重要度:A 論点:共有物の管理・変更
問4:A・B・Cが各3分の1の持分で建物を共有している。この建物の利用等に関する記述として適切なものはどれか。
- A:建物の形状を著しく変更する増改築は、持分の過半数を有するAとBの同意があれば行うことができる
- B:第三者が建物を不法占拠している場合、Aは単独で明渡しを請求することができる
- C:建物の不法占拠者に対する損害賠償請求は、各共有者が全額について単独で行うことができる
【第4問:正解と解説】
正解:B
【解説】
・A:不適切。形状・効用の著しい変更は共有者全員の同意が必要である(251条)。

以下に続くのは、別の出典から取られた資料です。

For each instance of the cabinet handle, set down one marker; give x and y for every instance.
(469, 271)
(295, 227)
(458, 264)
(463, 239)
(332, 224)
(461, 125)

過半数で足りるのは管理行為と軽微な変更。
・B:適切。不法占拠者への妨害排除・明渡請求は保存行為として各共有者が単独で行える。【試験対策】「変更=全員/管理=過半数/保存=単独」の3段構造に、令和3年改正の「軽微変更=過半数」を追加した4区分で整理。
・C:不適切。損害賠償請求は金銭債権として可分であるため、各共有者は自己の持分割合の限度でのみ請求できる(判例)。明渡し(不可分)との違いに注意。
関連過去問:-
重要度:A 論点:取得時効と登記
問5:BはA所有の土地を20年以上占有し取得時効が完成した。登記に関する記述として適切なものはどれか。
- A:時効完成前にAから土地を買い受けて登記を備えたCに対して、Bは登記がなければ時効取得を対抗できない
- B:時効完成後にAから土地を買い受けて登記を備えたCに対して、Bは登記がなくても時効取得を対抗できる
- C:時効完成前にAから土地を買い受けたCに対して、Bは登記がなくても時効取得を対抗できる
【第5問:正解と解説】
正解:C
【解説】
・A:不適切。時効完成前の第三者は時効取得者にとって当事者に類似する地位に立つため、Bは登記なくして対抗できる。結論が逆。
・B:不適切。時効完成後の第三者との関係は二重譲渡類似の対抗関係となり、登記の先後で決まる(177条)。登記なしでは対抗できない。
・C:適切。判例の確立した準則である。【試験対策】「完成前=登記不要/完成後=登記必要」。さらに起算点は占有開始時に固定され、都合よくずらして『完成前の第三者』を作ることは許されない点まで問われる。
関連過去問:R5,問28
重要度:A 論点:物権的請求権
問6:A所有の土地上に、Bが無断で建物を建てて占有している。Aの請求に関する記述として適切なものはどれか。
- A:Aは、Bに対し、所有権に基づく妨害排除請求として建物収去・土地明渡しを請求することができ、Bの故意・過失は要件とならない
- B:Aの妨害排除請求が認められるためには、不法行為の場合と同様に、Bに故意又は過失があることが必要である
- C:物権的請求権は、民法に明文の規定があるため認められている
【第6問:正解と解説】
正解:A
【解説】
・A:適切。物権的請求権(返還・妨害排除・妨害予防)は相手方の故意過失を要しない。【試験対策】「物権的請求権=故意過失不要/不法行為の損害賠償=故意過失必要」の対比が核心。円満な物権支配の回復と、損害の填補という制度目的の違いから導かれる。
・B:不適切。故意過失は不法行為(709条)の要件であり、物権的請求権には不要。
・C:不適切。物権的請求権に直接の明文はなく、物権の排他的支配性や占有訴権の規定(197条以下)等から解釈上当然に認められている。